The presence of AI in recruitment

Not only have recruitment agencies had to adapt to a changing labour market, but they’ve also had to innovate their own use of technology.

Prior to the pandemic, Randstad USA predicted that there would be an increased use of technology in recruitment in 2020. Not only has this become a reality, but the heightened use of recruitment technology has exceeded all expectations. It hasn’t just been a question of using AI in recruitment as a means of innovation, but it’s become a necessity for many.

Ways in which AI and technology have advanced in recruitment:

  • Video interviewing software
  • AI to decrease screening times
  • AI for candidate profiling
  • AI to improve application completion rates
  • Chatbots to shorten enquiry response time

It seems that the pandemic has changed the way recruitment works forever and these changes aren’t just a temporary fix. 70% of talent professionals said that virtual recruiting will become the new standard.
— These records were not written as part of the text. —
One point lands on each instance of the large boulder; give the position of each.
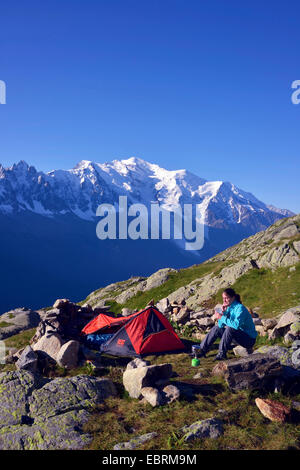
(289, 317)
(278, 352)
(18, 320)
(135, 442)
(49, 345)
(149, 376)
(67, 356)
(273, 410)
(252, 372)
(65, 394)
(206, 428)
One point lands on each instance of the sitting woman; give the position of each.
(235, 323)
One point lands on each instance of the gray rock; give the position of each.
(49, 345)
(15, 390)
(242, 352)
(206, 428)
(205, 322)
(288, 338)
(47, 416)
(65, 394)
(63, 432)
(135, 379)
(28, 360)
(252, 372)
(296, 344)
(279, 352)
(287, 232)
(152, 395)
(295, 328)
(135, 442)
(287, 318)
(18, 320)
(67, 356)
(269, 323)
(126, 311)
(163, 305)
(182, 315)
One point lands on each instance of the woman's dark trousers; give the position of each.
(227, 334)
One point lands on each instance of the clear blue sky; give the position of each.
(202, 85)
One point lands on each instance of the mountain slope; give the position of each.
(264, 269)
(48, 242)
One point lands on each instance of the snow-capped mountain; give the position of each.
(80, 190)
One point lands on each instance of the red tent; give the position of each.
(144, 332)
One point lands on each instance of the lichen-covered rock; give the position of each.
(252, 372)
(289, 317)
(137, 362)
(206, 428)
(152, 395)
(279, 352)
(273, 410)
(269, 323)
(15, 390)
(57, 433)
(135, 442)
(295, 328)
(18, 320)
(135, 379)
(39, 415)
(64, 394)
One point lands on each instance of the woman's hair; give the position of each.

The increase in remote working

Although remote working isn’t as popular today as it was at the start of the pandemic, 33% of American workers say they are still working remotely all the time, which is down from 51% in April.

Interestingly, the same research showed nearly two thirds of US workers want to continue working remotely following the pandemic.

What does remote working mean for recruiters?

Since recruiters have historically provided guidance to employers about their hiring strategies, recruiters will need to use their power of influence to open more employers up to offering remote working positions as part of their standard package in order to remain competitive.

If not, recruiters will face challenges in sourcing the best candidates on the market since remote working is likely to become a new priority for many Americans.

At the same time, the boom in remote working has widened the candidate pools for many recruiters, enabling them to source better quality candidates.

A year of intense transformation

The year 2020 has brought about unprecedented changes, challenges and innovations for the US recruitment industry. In the short-term, it’s clear that staffing and recruitment has taken a huge knock. However, the challenges have also forced the industry to refine and adapt itself at an incredible rate which could easily pick up momentum once the labor market regains stability.

Despite the challenges, AI and technology will continue to advance, arguably at a quicker rate than pre-pandemic times. As a result, it’s clear that recruitment firms will continue to technologically revolutionize their processes in order to succeed in 2021 and beyond.